Saturday, July 13, 2024

Night: A Fantasy by Lowell S. Hale (1922)


 Night : A Fantasy

Lowell S Hale 

Peter G, Boyle, publisher

New York

(c) 1922

I have been operating under the (false) assumption that what we currently consider to be the "chapbook era", staple bound booklets of poetry of roughly 32 pages, started in the 1940s and was "sparked" by the activities of several pacifists who were detained during the Second World War in Oregon as described in the book Here at the Edge by Steve McQuiddy. 

It's a neat premise, to be sure, since it ties the activities of those pacifists pretty directly to the San Francisco poetry community and the greater world beyond - 

then I discover this book, a 1922 staple bound chapbook - likely not called a chapbook in 1922 - which was published by Peter G Boyle who 2 years later would publish Robinson Jeffers book Tamar and Other Poems as a hardbound book. 

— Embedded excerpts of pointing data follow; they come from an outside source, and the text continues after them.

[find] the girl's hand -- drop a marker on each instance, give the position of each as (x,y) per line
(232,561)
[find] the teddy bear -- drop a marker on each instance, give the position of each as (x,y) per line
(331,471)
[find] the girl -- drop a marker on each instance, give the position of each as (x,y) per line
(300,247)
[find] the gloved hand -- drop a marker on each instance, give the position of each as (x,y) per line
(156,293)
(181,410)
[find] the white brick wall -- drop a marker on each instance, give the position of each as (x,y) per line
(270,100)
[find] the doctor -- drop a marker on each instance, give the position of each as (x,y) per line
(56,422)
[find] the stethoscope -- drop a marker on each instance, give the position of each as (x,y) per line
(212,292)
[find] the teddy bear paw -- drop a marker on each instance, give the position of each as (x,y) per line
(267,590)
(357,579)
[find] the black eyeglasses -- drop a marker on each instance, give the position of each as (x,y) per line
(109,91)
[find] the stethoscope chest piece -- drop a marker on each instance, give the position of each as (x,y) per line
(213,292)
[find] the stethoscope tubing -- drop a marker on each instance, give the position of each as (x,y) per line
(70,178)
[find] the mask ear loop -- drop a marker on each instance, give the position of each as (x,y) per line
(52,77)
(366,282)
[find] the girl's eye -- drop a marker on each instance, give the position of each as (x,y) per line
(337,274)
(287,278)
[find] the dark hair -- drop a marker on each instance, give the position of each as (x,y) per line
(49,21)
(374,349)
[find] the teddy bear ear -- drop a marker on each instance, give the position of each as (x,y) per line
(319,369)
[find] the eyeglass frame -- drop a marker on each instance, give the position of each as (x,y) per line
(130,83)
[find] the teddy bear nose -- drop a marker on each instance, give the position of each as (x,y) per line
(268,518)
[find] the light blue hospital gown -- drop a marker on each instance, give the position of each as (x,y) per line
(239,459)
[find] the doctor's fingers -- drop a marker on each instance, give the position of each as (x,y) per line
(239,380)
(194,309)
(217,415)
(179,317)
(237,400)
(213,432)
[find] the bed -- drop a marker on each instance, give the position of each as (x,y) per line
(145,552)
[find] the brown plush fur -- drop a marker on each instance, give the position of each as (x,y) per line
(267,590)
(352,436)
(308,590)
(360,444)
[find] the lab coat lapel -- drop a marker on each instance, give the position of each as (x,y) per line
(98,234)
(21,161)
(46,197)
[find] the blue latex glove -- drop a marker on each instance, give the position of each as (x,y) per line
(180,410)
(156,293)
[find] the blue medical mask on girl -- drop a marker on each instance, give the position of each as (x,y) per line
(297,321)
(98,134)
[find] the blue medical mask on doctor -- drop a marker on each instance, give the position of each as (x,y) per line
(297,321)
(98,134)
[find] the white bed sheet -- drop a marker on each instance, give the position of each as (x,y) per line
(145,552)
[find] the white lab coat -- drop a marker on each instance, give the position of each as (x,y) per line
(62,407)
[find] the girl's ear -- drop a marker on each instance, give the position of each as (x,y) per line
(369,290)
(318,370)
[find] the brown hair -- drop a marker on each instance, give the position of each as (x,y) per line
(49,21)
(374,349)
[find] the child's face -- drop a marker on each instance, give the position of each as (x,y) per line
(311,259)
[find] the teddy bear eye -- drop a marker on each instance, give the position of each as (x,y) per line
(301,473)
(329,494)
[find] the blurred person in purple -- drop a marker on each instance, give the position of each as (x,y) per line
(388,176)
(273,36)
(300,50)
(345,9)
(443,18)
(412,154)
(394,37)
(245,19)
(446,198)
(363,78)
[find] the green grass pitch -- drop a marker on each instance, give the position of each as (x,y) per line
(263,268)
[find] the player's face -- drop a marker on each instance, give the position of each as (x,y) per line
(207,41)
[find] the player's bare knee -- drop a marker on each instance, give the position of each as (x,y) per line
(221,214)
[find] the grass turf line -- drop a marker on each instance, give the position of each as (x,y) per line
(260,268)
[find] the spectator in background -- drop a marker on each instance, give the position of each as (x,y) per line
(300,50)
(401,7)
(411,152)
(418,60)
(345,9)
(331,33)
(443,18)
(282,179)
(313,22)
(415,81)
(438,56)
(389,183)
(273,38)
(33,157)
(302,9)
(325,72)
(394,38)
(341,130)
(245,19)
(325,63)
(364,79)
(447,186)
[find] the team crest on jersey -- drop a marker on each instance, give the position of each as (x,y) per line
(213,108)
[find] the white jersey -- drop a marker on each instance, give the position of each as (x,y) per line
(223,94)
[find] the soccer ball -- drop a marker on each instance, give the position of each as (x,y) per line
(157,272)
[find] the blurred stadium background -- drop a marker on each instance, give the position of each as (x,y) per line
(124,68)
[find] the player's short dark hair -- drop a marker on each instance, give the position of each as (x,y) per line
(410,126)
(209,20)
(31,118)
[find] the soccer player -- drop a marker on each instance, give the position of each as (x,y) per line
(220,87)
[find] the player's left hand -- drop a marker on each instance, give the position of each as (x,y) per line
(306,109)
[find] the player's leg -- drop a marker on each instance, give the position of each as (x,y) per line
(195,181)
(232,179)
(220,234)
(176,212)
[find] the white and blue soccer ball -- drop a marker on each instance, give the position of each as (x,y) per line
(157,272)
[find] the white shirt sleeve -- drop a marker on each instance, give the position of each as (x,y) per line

So, I was already leery about the 1940s narrative even though it fit with the story I have been piecing together BECAUSE I had already found what can only be called "chapbooks" by my definition that predate the 1940s. Are they the anomalies or was my time frame always incorrect? 

Since my interest in "modern poetry chapbooks" leads back to and out from San Francisco, I have been viewing anything outside of my own parameters as anomalies. I don't believe there is any one specific title that would be agreed upon as the "first poetry chapbook". 

All that said - I did find a Lowell Sebastian Hale (1896-1939) and the briefest of brief histories of this publisher, Peter G. Boyle, but really not much. Yet, a very early poetry chapbook indeed.